He looked at her seriously, hazel eyes conveying the gravity of the situation far better than his words could, and he squeezed her shoulder before releasing it. “I’ll be across the hall in the waiting room if you need me,” he said, before leaving her alone facing the door.

She took a deep breath and tightened her grip on her cane before pushing the door open and stepping inside. The fine thread holding her emotions together finally snapped, and the sob escaped her throat before she even realised it had risen there as she saw him. He was lying unmoving in the bed, his pallid skin even whiter than usual, dark circles marring the skin beneath his closed eyes. He looked so weak, so frail and fragile, and it hurt her to see him that way, so far removed from the man she remembered.

She made her way to his bedside, sinking gratefully into the chair there and taking the weight off her leg. She reached out and placed her hand atop the one he had lying on the white blanket, squeezing his fingers tightly as she fought to control her emotions. Her heart stilled as she felt him return the squeeze, and she watched as his brow furrowed and a shallow groan escaped his lips.

“Hermione….”

His voice was faint and hoarse, and it made her heart clench. She leaned in closer to his bed, using her free hand to sooth the lines in his forehead, something he used to do to her during Those Nights, and she noticed he was warm with fever. “Shh… I’m here, Severus. I’m right here,” she said softly, and she saw the corner of his mouth lift slightly in what she thought might be a hint of a smile, but the next second she felt his fingers relax in her grip and all expression leave his pale face.
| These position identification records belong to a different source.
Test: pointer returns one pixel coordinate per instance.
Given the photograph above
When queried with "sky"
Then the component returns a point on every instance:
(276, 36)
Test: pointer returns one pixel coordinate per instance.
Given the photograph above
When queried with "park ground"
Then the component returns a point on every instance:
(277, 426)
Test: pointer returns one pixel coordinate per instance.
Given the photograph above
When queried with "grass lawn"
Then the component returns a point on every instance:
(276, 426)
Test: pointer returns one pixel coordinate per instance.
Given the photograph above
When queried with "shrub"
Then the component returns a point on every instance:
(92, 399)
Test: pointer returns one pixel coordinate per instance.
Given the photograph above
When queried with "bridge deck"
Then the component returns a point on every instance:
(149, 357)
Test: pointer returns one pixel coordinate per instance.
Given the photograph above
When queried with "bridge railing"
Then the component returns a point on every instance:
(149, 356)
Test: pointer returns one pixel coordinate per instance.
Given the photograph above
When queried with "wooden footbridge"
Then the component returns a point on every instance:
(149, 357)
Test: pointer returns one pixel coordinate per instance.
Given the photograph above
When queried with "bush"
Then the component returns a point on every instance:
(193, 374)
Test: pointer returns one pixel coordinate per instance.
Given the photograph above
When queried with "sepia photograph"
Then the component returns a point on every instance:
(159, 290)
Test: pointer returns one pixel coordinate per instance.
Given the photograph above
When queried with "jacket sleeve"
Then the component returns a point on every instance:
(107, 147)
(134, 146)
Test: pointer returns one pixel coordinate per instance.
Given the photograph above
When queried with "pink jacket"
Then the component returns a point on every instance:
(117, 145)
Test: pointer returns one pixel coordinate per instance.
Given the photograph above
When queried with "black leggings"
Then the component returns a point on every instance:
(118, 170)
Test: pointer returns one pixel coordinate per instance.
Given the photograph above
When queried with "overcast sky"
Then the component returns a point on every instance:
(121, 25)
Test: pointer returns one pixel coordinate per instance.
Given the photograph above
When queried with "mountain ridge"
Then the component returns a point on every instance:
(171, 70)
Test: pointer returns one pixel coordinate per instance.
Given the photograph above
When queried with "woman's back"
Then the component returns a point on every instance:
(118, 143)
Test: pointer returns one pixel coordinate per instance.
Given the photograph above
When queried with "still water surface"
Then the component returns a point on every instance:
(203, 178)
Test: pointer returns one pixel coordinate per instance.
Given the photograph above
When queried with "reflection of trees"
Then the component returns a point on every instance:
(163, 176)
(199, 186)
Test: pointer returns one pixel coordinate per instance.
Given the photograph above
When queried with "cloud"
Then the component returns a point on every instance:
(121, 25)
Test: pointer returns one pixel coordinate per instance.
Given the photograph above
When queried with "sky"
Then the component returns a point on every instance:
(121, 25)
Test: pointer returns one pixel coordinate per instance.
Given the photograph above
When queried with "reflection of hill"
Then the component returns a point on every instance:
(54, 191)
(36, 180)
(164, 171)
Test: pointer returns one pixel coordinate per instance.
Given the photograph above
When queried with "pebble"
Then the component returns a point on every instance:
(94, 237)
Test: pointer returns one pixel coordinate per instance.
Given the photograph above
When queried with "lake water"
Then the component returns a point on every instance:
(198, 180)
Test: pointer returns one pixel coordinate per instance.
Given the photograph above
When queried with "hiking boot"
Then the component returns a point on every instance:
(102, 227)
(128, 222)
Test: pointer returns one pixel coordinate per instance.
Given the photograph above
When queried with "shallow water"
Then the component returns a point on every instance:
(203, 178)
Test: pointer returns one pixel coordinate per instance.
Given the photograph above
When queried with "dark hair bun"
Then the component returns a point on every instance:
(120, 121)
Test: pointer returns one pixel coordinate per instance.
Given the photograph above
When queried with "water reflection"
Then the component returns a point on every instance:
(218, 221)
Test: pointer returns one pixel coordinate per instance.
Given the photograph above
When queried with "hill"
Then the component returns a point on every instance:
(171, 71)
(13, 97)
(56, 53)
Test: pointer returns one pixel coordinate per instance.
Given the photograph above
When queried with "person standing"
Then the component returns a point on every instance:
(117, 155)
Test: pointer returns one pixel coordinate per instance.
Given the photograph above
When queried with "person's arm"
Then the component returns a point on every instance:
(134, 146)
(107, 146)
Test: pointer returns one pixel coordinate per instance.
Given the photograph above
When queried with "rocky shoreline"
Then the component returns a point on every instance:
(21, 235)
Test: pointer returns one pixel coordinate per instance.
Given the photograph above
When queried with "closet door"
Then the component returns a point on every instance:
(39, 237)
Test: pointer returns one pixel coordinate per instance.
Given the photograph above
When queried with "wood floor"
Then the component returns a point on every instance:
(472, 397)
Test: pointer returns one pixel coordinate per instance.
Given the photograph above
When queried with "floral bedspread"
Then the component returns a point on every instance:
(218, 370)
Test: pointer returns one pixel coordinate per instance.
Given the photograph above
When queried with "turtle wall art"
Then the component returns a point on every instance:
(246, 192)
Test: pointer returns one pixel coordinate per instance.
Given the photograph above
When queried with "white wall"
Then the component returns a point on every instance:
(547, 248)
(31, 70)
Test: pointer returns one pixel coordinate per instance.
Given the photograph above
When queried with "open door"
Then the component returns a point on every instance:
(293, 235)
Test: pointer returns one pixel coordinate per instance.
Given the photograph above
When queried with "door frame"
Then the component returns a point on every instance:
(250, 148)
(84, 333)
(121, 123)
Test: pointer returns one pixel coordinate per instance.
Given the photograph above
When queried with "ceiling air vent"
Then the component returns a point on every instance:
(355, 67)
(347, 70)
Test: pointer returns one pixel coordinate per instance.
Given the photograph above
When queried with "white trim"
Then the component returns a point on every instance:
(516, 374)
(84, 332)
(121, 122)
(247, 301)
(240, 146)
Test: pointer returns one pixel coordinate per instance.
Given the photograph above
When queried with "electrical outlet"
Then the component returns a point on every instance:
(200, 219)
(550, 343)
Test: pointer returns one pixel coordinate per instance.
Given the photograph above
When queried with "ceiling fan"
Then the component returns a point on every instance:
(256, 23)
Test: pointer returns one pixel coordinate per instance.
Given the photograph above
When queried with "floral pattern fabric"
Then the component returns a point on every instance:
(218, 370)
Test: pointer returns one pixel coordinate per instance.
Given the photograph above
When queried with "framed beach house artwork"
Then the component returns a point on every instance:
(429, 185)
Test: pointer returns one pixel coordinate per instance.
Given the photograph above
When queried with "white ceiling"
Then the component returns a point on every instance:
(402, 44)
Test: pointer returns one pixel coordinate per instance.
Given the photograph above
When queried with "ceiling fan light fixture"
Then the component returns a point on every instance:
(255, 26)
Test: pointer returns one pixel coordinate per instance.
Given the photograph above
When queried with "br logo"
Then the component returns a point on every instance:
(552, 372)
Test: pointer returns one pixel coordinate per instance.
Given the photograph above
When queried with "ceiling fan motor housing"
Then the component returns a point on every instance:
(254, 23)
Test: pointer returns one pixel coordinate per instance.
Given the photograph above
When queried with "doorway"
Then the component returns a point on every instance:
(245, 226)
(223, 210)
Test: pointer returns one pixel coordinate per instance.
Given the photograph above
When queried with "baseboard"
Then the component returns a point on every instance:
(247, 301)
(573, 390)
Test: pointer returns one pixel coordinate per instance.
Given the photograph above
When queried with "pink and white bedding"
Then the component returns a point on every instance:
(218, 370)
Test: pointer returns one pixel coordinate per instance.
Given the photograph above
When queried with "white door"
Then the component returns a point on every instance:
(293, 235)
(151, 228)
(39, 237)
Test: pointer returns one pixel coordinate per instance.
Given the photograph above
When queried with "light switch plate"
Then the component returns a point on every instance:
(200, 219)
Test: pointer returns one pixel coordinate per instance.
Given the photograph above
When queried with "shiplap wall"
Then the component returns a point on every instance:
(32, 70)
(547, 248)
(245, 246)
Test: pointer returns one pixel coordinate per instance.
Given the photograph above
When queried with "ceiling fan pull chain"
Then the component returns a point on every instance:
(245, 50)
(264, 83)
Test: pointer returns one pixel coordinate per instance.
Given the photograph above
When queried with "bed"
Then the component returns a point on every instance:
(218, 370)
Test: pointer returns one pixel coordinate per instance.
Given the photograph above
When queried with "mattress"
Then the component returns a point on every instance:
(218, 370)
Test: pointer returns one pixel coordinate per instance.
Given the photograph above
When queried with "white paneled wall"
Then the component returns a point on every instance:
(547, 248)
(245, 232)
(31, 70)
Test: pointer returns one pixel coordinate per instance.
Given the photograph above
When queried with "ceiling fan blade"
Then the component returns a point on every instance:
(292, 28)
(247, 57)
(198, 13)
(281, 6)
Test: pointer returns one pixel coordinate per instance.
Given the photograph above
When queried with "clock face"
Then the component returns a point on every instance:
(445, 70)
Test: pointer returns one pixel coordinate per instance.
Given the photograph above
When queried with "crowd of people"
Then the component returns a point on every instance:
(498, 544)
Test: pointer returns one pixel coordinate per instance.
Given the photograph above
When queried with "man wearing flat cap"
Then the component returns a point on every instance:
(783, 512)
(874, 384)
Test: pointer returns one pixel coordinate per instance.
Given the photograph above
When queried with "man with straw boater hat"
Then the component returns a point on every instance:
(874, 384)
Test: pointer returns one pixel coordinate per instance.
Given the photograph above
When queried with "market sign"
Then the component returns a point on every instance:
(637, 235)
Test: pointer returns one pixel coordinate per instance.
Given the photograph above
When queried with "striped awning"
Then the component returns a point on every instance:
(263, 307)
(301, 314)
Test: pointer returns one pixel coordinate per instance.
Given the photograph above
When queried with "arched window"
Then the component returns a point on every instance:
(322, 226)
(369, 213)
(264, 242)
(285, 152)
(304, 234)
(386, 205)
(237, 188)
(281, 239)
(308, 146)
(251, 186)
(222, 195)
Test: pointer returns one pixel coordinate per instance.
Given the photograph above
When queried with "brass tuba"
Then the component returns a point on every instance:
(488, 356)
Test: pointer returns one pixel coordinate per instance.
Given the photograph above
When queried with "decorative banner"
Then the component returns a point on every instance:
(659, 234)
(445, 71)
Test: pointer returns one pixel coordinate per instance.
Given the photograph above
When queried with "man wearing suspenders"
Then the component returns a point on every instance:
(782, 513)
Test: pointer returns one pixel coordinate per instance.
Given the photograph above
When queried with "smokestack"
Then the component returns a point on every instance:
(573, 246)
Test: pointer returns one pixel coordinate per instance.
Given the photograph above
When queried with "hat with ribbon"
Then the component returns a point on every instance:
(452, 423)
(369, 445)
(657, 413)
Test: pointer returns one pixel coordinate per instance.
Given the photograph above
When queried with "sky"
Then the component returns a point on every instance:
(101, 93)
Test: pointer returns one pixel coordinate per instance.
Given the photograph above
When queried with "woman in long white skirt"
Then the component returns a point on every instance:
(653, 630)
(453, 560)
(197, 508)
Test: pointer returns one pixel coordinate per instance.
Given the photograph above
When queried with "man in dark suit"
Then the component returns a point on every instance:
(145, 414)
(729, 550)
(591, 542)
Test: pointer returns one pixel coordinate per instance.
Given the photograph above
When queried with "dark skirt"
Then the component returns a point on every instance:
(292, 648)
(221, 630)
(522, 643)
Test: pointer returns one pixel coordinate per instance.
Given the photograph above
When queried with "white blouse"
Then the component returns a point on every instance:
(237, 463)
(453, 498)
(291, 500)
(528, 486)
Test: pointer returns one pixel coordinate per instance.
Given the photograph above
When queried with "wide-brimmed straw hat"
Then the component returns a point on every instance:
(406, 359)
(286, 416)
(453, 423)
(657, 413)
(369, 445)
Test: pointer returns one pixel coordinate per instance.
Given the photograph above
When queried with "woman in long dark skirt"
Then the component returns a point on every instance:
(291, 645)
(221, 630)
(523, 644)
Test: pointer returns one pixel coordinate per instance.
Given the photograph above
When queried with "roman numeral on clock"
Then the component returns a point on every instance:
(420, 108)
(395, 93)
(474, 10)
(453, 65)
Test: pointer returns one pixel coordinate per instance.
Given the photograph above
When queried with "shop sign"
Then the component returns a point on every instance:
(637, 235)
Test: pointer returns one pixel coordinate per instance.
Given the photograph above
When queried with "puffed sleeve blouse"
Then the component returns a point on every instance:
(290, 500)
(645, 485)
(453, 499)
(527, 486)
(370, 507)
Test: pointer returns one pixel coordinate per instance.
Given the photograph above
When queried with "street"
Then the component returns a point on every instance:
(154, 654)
She almost panicked, afraid that she had lost him, but then she saw his chest rising with shallow breaths, and she released a sigh of relief, more tears escaping their confines as she gazed at his sleeping form. She raised her eyes to the ceiling, looking up towards any higher deities that might be watching her, and she said, “Please, don’t take him from me. If you have any mercy, let him live.”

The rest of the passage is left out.